Heinrich Gessler died in 1403 and was succeeded by his son Hermann, who was finally forced to cede Grüningen to Zürich.
Heinrich Hagnauer was elected reeve in 1416. Hagnauer implemented a strict regime, creating resentment towards the new lords.
Frederick IV of Habsburg was upset over the loss of the territory, and made several attempts to regain Grüningen from Zürich, but ultimately without success.

In 1440, Grüningen bailiwick was invaded by the forces of Schwyz and Glarus in the course of the Old Zürich War.
A force of 1,000 laid siege to the town and castle, which were defended by Jakob Murer and a garrison of 40 men.
The defenders surrendered on 10 November 1440, three weeks before Zürich was forced to sign the unfavourable peace of Lucerne, on 1 December 1440. Frederick V of Habsburg and III of Germany at this time requested the return of Grüningen to Habsburg, but the intercession of Bern, in the so-called Berner Spruch of 17 March 1441, prevented the loss of Grüningen (which would have left a Habsburg-owned enclave within the Swiss Confederacy after the re-admission of Zürich in 1450). With the renewed hostilities of 1443, Grüningen was besieged again, during 11 to 16 July, and the garrison surrendered once again. The attackers killed Zürich reeve Peter Kilchmann in spite of having offered safe conduct.
The rest of the garrison retreated to Zürich, where they were imprisoned and fined for cowardice.
With Grüningen in Swiss hands, the territory of Grüningen bailiwick was harried by Swiss troops led by Ital Reding. These laid siege to Greifensee in Mai 1444, where the entire garrison was killed upon surrendering.
With the peace of 24 August 1450, Grüningen was returned to Zürich, and would remained a bailiwick (Landvogtei) administrated by Zürich reeves until the French invasion of 1798.

Aerial view from 500 m by Walter Mittelholzer (1923)

Conrad Grebel (c. 1498–1526), co-founder of the Swiss Brethren movement, was likely a native of Grüningen.

The former bailiwick became the district (Oberamt) of Grüningen in 1815.
Development stagnated in the 19th century, and Grüningen barely participated in the industrial revolution.
As of 1836, there were 300 people employed in farming, 200 in the cotton and silk homeworking industry, and 112 in other crafts.
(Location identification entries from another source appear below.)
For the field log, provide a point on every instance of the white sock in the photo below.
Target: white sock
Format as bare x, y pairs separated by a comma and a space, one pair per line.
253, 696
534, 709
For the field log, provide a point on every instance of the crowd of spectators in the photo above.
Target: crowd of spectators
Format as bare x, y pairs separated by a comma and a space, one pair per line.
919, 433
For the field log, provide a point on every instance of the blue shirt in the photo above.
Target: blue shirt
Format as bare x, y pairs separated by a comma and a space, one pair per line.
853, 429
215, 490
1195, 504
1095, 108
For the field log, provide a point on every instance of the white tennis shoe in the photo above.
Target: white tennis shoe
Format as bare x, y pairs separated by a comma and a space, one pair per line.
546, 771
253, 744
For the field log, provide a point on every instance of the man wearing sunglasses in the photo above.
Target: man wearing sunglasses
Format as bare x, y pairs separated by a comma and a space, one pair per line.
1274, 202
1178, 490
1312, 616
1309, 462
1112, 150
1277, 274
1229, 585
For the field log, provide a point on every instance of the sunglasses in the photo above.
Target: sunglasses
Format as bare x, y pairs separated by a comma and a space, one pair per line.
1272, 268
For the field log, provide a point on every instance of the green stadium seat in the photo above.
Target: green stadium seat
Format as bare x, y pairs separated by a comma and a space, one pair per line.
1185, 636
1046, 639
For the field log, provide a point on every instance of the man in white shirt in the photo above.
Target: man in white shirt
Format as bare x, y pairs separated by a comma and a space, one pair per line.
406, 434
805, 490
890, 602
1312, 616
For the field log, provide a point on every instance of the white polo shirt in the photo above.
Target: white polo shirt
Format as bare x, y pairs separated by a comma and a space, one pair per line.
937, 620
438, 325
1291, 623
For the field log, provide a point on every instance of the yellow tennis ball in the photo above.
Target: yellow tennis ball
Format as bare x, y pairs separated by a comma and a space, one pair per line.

In 1831, the administrative seat of the district was moved to Hinwil.
Population declined from c. 1,700 in 1850 to c. 1,200 in 1900.
From 1836, there was a mail coach connecting Grüningen to Zürich, from 1838 one to Stäfa.
Grüningen was on Wetzikon–Meilen tramway line, operating 1903-1950.
Since 1950, Verkehrsbetriebe Zürichsee und Oberland have operated a bus service.
Population grew slowly over the first half of the 20th century, back to c. 1,700 (the population of 1850) by about 1960.
Population growth accelerated after c. 1960, passing the 3,000 mark by 2010.
In 1976, Grüningen received the Wakker Prize for the development and preservation of its architectural heritage.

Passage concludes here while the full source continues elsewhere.